The Jaya says: great, go ahead and enjoy the fruits of your victory for awhile, but replacing Khandavaprastha by Indraprastha is going to bring ruin upon all of you sooner or later.
I think Yudhisthira understands this fundamental dilemma.
Forests and Temples
As we resume the story from where Nala and Damayanti left it, we overhear Yudhisthira's sighs. He's unhappy about Arjuna's absence, but knows that the third Pandava is their only link to the divine world. Meanwhile, the Pandavas are hunting the forest down to nothing.
Is that the real worry: that our connection to the gods is sporadic and our relation to nature exploitative? Am I reading too much? Probably, but I am convinced that the earth has to be densely packed with forests and temples; without the two forming a grid, we have no compass whatsoever.
Kadu Malleswara: the lord of the forested hill. That was the temple which founded the part of Bangalore where I lived for many years. The temple where Shivaji's son Sambhaji was married.
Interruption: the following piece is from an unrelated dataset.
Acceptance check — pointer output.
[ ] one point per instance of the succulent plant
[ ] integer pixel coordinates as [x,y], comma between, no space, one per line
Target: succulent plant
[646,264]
Today there's no forest and the temple abuts a busy road which one crosses at the point of death. How long can we live this way?
Yudhisthira has a version of this worry too: how can long can they live in exile? When will Arjuna come back? Fortunately, the Pandava king has divine wellwishers. The sage Narada appears and grants the Pandavas the license to ask him anything.
Yudhisthira asks the sage: what's the purpose of pilgrimage. Why should we navigate the earth, visiting one temple after another? Why indeed. Should the earth be a carpet woven with forests and beaded with temples? Is that what we need to save ourselves?